Promising recovery biomarkers after first event acute demyelinating optic neuritis

      Highlights

      • LCVA (2.5%) rather than HCVA is more sensitive marker of visual function recovery
      • LCVA (2.5%), 10-2 threshold perimetry and GCL thickness and thinning are potential recovery biomarkers after first event of acute demyelinating optic neuritis.
      • The 10-2 threshold perimetry as a novel strategy in demyelinating optic neuritis research better characterizes the outcome visual deficits.

      Abstract

      Background

      Acute demyelinating optic neuritis is often a first episode of subsequent CNS demyelinating disease, most frequently multiple sclerosis (MS). The majority of the patients have substantial recovery of the high contrast visual acuity (HCVA) and 30-2 perimetry, but reduced contrast sensitivity persists in 56% of eyes after an episode of optic neuritis. Cross sectional studies of MS patients show low contrast visual acuity (LCVA) correlates modestly with RNFL thickness and macula ganglion cell +IPL layer (GCL) thickness. Considering the potential severity of the vision deficits at onset, and GCL thinning at outcome, we hypothesized 10-2 perimetry and LCVA deficits would be frequent following an episode of optic neuritis.

      Methods

      We prospectively studied 32 eyes of 32 patients (9 men, 23 women, age 34 years ± 10) with first time acute optic neuritis. We measured LCVA 2.5% (# letters seen), GCL thickness and loss, and 10-2 mean deviation (MD in decibels, dB) within 15 days from symptoms onset and at six months. The 10-2 threshold perimetry, a novel assessment in the MS research field, included to further characterize central vision function.
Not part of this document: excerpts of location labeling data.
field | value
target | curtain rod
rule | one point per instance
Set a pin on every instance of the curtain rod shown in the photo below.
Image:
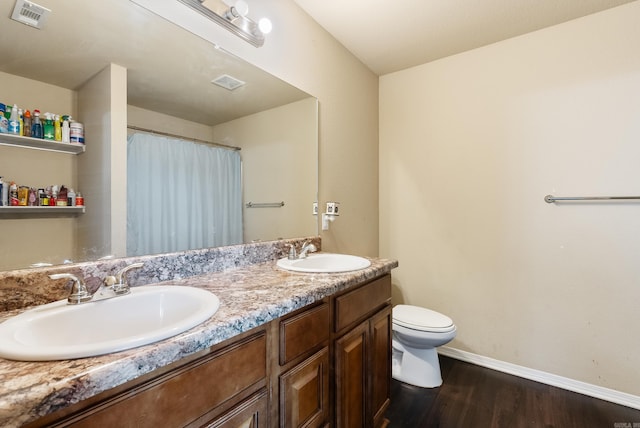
(166, 134)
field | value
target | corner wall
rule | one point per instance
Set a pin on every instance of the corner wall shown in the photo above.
(470, 145)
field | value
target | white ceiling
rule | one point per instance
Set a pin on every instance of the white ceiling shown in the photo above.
(389, 36)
We used correlation analysis to assess associations between GCL thickness and thinning and 10-2 perimetry as well as LCVA 2.5% at six months.

      Results

      Compared to fellow eyes we found significant residual LCVA deficits in 28/32 study eyes at 6 months with 12.6 ± 15.8 letters seen, p=0.001). Similarly, 10-2 MD threshold perimetry in the study eyes at 6 months showed significant difference relative to the fellow eyes, p=0.01.
      In regards to GCL changes at 6 months, we found statistically significant reduction of the GCL thickness in the study eyes relative to the fellow eyes (study eyes 69.6 ± 9.6 µm, fellow eyes 82.7 ± 4.7 µm, p=0.001), with thinning present in 29/32 eyes. The mean GCL thinning at 6 months in the study eyes was 12.4 ± 8.4 µm.
      Correlation analysis of associations between primary outcome measures at 6 months showed significant relationship between GCL thickness and 10-2 MD threshold perimetry (0.43, p = 0.015) but not with LCVA. At six months, the mean GCL thinning strongly correlated with the 10-2 MD (-0.60, p=0.01) and moderately with LCVA (-0.46, p=0.008).

      Conclusions

      GCL thickness is the best structural and LCVA and 10-2 MD are sensitive functional measures for determining residual deficits due to optic neuritis.  The 10-2 MD correlates best with the outcome GCL thickness and loss. Our findings also suggest that 10-2 threshold perimetry and macular GCL can provide functional and structural promising biomarker signals to explore neuro-protective research.